Zomer 1899. L. VAN DEYSSEL.
EEN LIEFDE
I.
--Doe nou de deur maar dicht, kind, anders vat-je kou.
Mathilde deed 't. Eerst draaide zij de onderste helft toe, daarna de bovenste, sloot die af met een dikken sleutel en hing den sleutel aan een haak, midden aan de bovenste helft der deur, waar Jans, de meid, hem vinden zou.
Met een sprongetje was Mathilde weer bij haar vader, die, meer achter in den gang, wachtte; zij stak haar arm door den zijnen en de twee wandelden terug naar het zaaltje. Zij hadden met hun tweeen de menschen, die dien avond bij hen geweest waren, uitgelaten. Terwijl de heer de Stuwen opmerkingen maakte over kleine voorvalletjes van den avond, stapte zijn dochter op hakken naast hem, en keek zij, het hoofd gebogen, naar de punten harer schoenen. Zij zei niet veel.
--Toen 't zoo geanimeerd werd, dacht ik niet, dat ze zoo vroeg heen zouden gaan.
--Nee, antwoordde Mathilde, dat was wel vreemd. In-eens herinnerde de vader zich iets, iets dat hem getroffen had. Hij glimlachte, de oogen neer, schalksch:
--Heb-je wel gemerkt, hoe verlegen of mevrouw van Borselen werd en dat z'n 'n eindje met haar stoel van Louis Berlage vandaan schoof, toen ie die anekdote vertelde van die jonge weduwe, die zoo graag weer trouwen wou?
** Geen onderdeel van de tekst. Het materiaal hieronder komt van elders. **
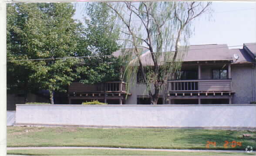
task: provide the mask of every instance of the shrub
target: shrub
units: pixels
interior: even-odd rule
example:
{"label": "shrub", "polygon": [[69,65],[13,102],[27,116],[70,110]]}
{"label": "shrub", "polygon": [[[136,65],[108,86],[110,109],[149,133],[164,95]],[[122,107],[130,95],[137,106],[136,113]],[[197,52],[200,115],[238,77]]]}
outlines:
{"label": "shrub", "polygon": [[98,100],[90,102],[83,102],[82,104],[107,104],[107,103],[100,102]]}
{"label": "shrub", "polygon": [[45,103],[43,102],[27,102],[25,104],[49,104],[50,103]]}

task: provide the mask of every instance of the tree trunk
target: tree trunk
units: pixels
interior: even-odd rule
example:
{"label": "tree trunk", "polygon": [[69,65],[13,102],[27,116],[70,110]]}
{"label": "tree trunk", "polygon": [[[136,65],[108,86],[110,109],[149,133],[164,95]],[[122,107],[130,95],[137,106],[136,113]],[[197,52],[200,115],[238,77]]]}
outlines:
{"label": "tree trunk", "polygon": [[51,100],[51,104],[54,104],[54,95],[53,91],[50,91],[50,100]]}
{"label": "tree trunk", "polygon": [[25,91],[24,93],[24,104],[26,104],[27,102],[27,92]]}
{"label": "tree trunk", "polygon": [[28,102],[27,93],[28,93],[27,83],[25,82],[24,85],[24,104],[26,104]]}

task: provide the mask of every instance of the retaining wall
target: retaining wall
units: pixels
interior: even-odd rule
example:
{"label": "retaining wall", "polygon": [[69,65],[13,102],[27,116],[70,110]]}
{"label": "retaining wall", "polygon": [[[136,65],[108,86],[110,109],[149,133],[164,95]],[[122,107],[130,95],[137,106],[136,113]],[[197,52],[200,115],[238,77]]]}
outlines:
{"label": "retaining wall", "polygon": [[256,105],[16,105],[16,124],[256,127]]}
{"label": "retaining wall", "polygon": [[15,122],[15,111],[7,111],[7,126],[12,126]]}

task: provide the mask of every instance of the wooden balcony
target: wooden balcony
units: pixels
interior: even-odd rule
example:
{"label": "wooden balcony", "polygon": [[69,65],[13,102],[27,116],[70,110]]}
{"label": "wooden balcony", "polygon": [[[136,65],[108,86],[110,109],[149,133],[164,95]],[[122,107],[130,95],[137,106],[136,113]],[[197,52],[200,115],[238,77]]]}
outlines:
{"label": "wooden balcony", "polygon": [[85,84],[72,83],[68,87],[69,94],[87,93],[126,93],[126,84],[123,81],[108,82],[105,83]]}
{"label": "wooden balcony", "polygon": [[107,93],[126,93],[125,82],[123,81],[108,82],[105,84]]}
{"label": "wooden balcony", "polygon": [[231,79],[168,80],[167,92],[231,91]]}

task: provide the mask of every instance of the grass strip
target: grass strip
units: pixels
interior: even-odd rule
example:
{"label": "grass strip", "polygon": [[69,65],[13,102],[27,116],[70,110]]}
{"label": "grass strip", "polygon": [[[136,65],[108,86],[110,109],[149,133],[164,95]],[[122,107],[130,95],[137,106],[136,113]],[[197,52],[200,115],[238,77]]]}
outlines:
{"label": "grass strip", "polygon": [[[244,150],[256,149],[256,132],[199,129],[10,127],[8,147],[91,146]],[[251,137],[243,138],[249,133]],[[226,144],[227,141],[229,143]],[[207,141],[216,143],[216,146]],[[241,142],[234,146],[232,141]],[[226,148],[224,147],[226,145]]]}
{"label": "grass strip", "polygon": [[7,154],[29,156],[104,156],[104,155],[255,155],[255,153],[206,153],[184,152],[162,152],[131,151],[116,150],[62,149],[62,150],[8,150]]}

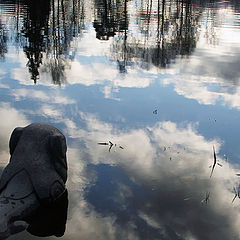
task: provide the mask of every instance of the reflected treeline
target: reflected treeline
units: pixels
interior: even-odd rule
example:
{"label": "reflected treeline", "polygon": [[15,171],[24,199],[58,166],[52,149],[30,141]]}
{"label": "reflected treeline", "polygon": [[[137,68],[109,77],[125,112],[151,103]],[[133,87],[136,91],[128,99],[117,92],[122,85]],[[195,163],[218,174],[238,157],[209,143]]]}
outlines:
{"label": "reflected treeline", "polygon": [[[91,3],[93,20],[86,10]],[[198,41],[203,13],[208,12],[211,18],[206,36],[209,41],[216,41],[214,19],[218,4],[226,4],[236,12],[240,10],[235,0],[0,0],[4,11],[14,6],[5,12],[14,16],[15,43],[28,58],[31,78],[37,82],[41,67],[54,84],[66,81],[65,70],[77,49],[74,39],[81,37],[86,19],[93,24],[96,38],[108,40],[115,36],[110,55],[118,63],[119,71],[125,73],[127,66],[134,63],[144,69],[152,65],[166,68],[177,57],[190,55]],[[130,15],[130,10],[135,15]],[[7,52],[5,27],[0,24],[1,58]]]}
{"label": "reflected treeline", "polygon": [[7,53],[7,32],[0,22],[0,60],[4,58],[5,53]]}
{"label": "reflected treeline", "polygon": [[190,1],[146,0],[138,9],[138,32],[128,38],[120,36],[113,46],[118,62],[138,62],[144,69],[151,65],[165,68],[177,56],[193,52],[198,40],[199,7]]}
{"label": "reflected treeline", "polygon": [[96,37],[108,40],[116,32],[128,29],[127,0],[95,0],[93,26]]}
{"label": "reflected treeline", "polygon": [[[17,19],[15,43],[23,48],[28,58],[26,65],[34,83],[39,78],[41,66],[43,72],[50,73],[54,84],[65,82],[64,70],[74,58],[70,44],[84,29],[84,1],[22,0],[1,1],[0,4],[2,8],[7,5],[8,9],[18,9],[8,14]],[[6,52],[6,36],[1,25],[0,28],[2,55]]]}

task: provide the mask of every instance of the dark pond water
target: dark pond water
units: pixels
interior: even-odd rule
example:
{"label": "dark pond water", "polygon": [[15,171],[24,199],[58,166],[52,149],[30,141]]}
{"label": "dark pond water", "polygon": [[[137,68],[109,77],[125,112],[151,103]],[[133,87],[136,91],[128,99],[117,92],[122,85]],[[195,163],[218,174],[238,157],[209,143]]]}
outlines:
{"label": "dark pond water", "polygon": [[65,134],[62,239],[240,239],[237,0],[0,0],[0,14],[0,164],[16,126]]}

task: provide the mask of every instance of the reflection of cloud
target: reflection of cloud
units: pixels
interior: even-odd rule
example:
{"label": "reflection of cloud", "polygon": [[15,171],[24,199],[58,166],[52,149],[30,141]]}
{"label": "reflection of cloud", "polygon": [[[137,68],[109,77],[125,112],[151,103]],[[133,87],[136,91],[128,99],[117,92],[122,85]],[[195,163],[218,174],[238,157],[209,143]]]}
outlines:
{"label": "reflection of cloud", "polygon": [[117,91],[119,87],[145,88],[152,82],[151,78],[143,76],[142,70],[129,69],[128,74],[123,77],[114,64],[100,62],[82,64],[74,61],[66,75],[69,84],[105,85],[105,97],[111,96],[112,89]]}
{"label": "reflection of cloud", "polygon": [[[128,239],[119,237],[120,228],[133,239],[144,239],[147,229],[156,230],[161,239],[234,239],[239,236],[239,207],[231,203],[235,170],[224,163],[222,168],[216,167],[213,177],[209,178],[212,146],[219,151],[219,141],[204,139],[193,125],[180,127],[172,122],[159,122],[146,129],[119,131],[94,115],[82,114],[81,118],[86,121],[87,130],[78,129],[72,122],[67,125],[69,135],[75,139],[71,150],[75,153],[69,162],[74,214],[69,220],[68,234],[73,239],[74,235],[82,236],[82,231],[83,239],[96,239],[102,234],[106,235],[105,239]],[[108,146],[97,144],[103,141],[117,145],[109,153]],[[107,177],[105,184],[99,182],[102,173],[97,166],[102,163],[112,165],[113,169],[120,168],[129,180],[121,182],[125,177],[113,174]],[[95,174],[89,172],[88,164],[96,166]],[[105,191],[104,186],[112,186],[115,181],[115,190],[109,189],[102,195],[100,190]],[[136,186],[140,190],[136,190]],[[84,198],[88,193],[83,193],[83,189],[89,194],[95,189],[96,200]],[[206,191],[210,191],[208,205],[201,203]],[[141,221],[145,225],[140,231]],[[96,224],[94,233],[91,224]],[[132,227],[126,229],[127,225]],[[148,239],[154,236],[150,234]]]}
{"label": "reflection of cloud", "polygon": [[26,126],[29,122],[26,117],[12,108],[9,103],[0,104],[0,158],[1,166],[9,161],[8,143],[9,138],[15,127]]}
{"label": "reflection of cloud", "polygon": [[12,91],[12,95],[17,101],[21,100],[22,98],[33,98],[44,102],[57,103],[62,105],[75,103],[75,101],[72,99],[56,94],[56,91],[54,91],[54,94],[46,94],[44,91],[22,88],[14,89]]}

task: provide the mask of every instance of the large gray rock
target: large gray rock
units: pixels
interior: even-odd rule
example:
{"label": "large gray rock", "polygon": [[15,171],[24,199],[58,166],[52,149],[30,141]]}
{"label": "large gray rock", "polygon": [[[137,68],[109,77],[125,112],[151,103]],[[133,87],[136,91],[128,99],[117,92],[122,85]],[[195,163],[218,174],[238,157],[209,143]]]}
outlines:
{"label": "large gray rock", "polygon": [[66,139],[55,127],[15,128],[10,162],[0,179],[0,240],[27,229],[62,236],[67,217]]}

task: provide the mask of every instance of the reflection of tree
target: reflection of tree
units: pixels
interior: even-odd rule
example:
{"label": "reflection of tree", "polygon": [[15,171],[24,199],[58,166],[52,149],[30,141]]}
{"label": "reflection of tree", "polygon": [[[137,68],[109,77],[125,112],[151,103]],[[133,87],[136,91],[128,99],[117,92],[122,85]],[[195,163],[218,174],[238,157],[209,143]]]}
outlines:
{"label": "reflection of tree", "polygon": [[[189,1],[141,1],[138,13],[140,37],[117,38],[114,58],[122,56],[128,64],[139,62],[148,69],[151,64],[167,67],[177,56],[190,55],[196,47],[200,11]],[[139,34],[138,34],[139,35]],[[120,54],[121,52],[121,54]]]}
{"label": "reflection of tree", "polygon": [[127,30],[126,4],[127,0],[95,0],[93,25],[98,39],[108,40],[116,32]]}
{"label": "reflection of tree", "polygon": [[7,33],[0,22],[0,59],[7,53]]}
{"label": "reflection of tree", "polygon": [[48,27],[48,16],[50,11],[49,0],[29,1],[28,14],[24,19],[23,33],[28,39],[24,46],[24,52],[28,58],[27,66],[31,73],[31,78],[36,83],[39,77],[39,67],[46,50],[45,35]]}
{"label": "reflection of tree", "polygon": [[[65,82],[64,71],[69,67],[68,61],[74,58],[72,42],[84,28],[84,0],[9,2],[15,14],[15,43],[28,58],[31,79],[36,83],[42,68],[50,73],[54,84]],[[0,31],[4,40],[6,35]],[[2,39],[0,44],[4,43]]]}

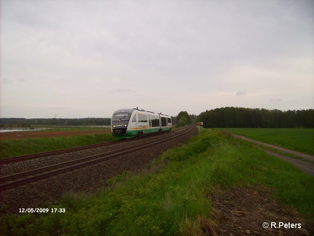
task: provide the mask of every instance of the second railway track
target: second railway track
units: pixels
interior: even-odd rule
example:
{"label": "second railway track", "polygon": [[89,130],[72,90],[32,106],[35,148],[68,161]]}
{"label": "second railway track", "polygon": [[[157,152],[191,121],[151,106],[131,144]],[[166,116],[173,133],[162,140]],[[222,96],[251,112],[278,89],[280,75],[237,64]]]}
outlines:
{"label": "second railway track", "polygon": [[[0,178],[0,182],[2,183],[0,185],[0,190],[2,191],[70,171],[156,145],[188,133],[192,129],[193,126],[181,129],[178,133],[143,143],[34,170],[3,176]],[[178,130],[176,130],[179,131]]]}

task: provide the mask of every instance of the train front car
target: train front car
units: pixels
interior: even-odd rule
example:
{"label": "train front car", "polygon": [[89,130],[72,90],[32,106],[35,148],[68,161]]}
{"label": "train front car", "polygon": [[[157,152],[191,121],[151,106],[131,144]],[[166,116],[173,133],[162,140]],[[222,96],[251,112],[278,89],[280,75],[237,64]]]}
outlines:
{"label": "train front car", "polygon": [[116,111],[111,118],[111,133],[117,139],[128,139],[135,136],[130,132],[129,126],[132,126],[131,118],[135,115],[133,109],[122,109]]}
{"label": "train front car", "polygon": [[111,119],[111,133],[119,139],[169,132],[172,128],[169,116],[137,108],[116,111]]}

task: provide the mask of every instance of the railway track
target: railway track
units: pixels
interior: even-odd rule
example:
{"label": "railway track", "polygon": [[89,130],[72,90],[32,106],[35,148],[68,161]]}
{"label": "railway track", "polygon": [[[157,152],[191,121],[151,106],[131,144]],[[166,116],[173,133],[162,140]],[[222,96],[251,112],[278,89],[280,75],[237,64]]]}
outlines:
{"label": "railway track", "polygon": [[[184,127],[180,128],[171,130],[170,132],[173,132],[180,130],[181,129],[184,128]],[[159,135],[162,135],[165,133],[158,134]],[[145,135],[140,138],[138,138],[138,139],[145,139],[149,137],[151,137],[152,135],[156,135],[155,134],[151,134],[150,135]],[[117,140],[112,141],[111,142],[107,142],[106,143],[101,143],[96,144],[91,144],[89,145],[85,146],[82,146],[80,147],[75,147],[70,148],[66,148],[63,149],[60,149],[60,150],[56,150],[53,151],[49,151],[45,152],[40,152],[38,153],[34,153],[33,154],[30,154],[27,155],[24,155],[23,156],[14,156],[11,157],[8,157],[7,158],[3,158],[0,159],[0,165],[4,165],[4,164],[8,164],[8,163],[12,163],[14,162],[17,162],[23,161],[26,161],[28,160],[31,159],[35,159],[40,157],[44,157],[45,156],[49,156],[54,155],[58,155],[60,154],[67,153],[68,152],[71,152],[73,151],[76,151],[81,150],[85,150],[91,148],[95,148],[99,147],[103,147],[105,146],[109,146],[118,143],[122,143],[129,142],[133,140],[133,139],[130,139],[127,140]]]}
{"label": "railway track", "polygon": [[[83,157],[0,178],[0,190],[3,191],[93,165],[167,141],[188,133],[191,126],[176,130],[178,133],[165,137],[117,150]],[[55,154],[54,154],[55,155]]]}

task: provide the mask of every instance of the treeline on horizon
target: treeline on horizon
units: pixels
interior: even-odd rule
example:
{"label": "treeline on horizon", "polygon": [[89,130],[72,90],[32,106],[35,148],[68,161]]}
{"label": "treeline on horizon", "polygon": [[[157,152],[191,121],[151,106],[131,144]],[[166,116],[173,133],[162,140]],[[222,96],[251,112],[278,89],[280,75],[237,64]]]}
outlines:
{"label": "treeline on horizon", "polygon": [[[111,118],[0,118],[2,126],[10,124],[18,125],[23,128],[31,125],[110,125]],[[25,125],[26,125],[25,126]]]}
{"label": "treeline on horizon", "polygon": [[[202,121],[205,128],[314,128],[314,109],[288,110],[226,107],[202,112],[198,116],[180,112],[171,117],[173,124],[181,126]],[[20,125],[110,125],[111,118],[0,118],[2,127]]]}
{"label": "treeline on horizon", "polygon": [[314,109],[282,111],[233,107],[216,108],[198,117],[205,128],[313,128]]}

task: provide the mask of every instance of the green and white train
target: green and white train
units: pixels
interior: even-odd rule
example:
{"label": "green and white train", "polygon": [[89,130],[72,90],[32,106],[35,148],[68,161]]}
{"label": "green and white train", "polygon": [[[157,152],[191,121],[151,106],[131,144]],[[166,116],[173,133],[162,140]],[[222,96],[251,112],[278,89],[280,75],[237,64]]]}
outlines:
{"label": "green and white train", "polygon": [[169,132],[172,127],[169,116],[138,108],[116,111],[111,119],[111,133],[119,139]]}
--Nee, daar heb ik niet op gelet ...
--Van Wilden was weer op zijn beau dire van-avond.
--Ja.
Mathilde moest nu den arm loslaten, want de ingang van het zaaltje was niet breed genoeg voor beiden te gelijk. Zij liet haar vader binnengaan, met gedachteloze blikken over zijn rug.
Het zaaltje, in de war, bepoeteld, kleverig, vol klamme glansen in het dik-gele lamplicht, luwde een volle warmte over hun gezichten, doorsiepeld van glacehandschoenen-en punchgeurtjes. Door het eene groote venster, dat op de binnenplaats uitkwam, frischte, als uit een mond van den nacht, de buitenlucht er tegen in. De stoelen stonden, links en rechts, in een onvriendelijke wanorde. Voete-kussens lagen over den vloer, wild weggeschoven.
Mathilde ging naar de piano, krabde een droppel vet, die, van de kaarsen gedropen, op een zwarten toets was gestolten, aan poeyer, spreidde de groenwollen lap over de toetsen, sloot de klep dicht en borg de bladen muziek in het kastje daarnaast.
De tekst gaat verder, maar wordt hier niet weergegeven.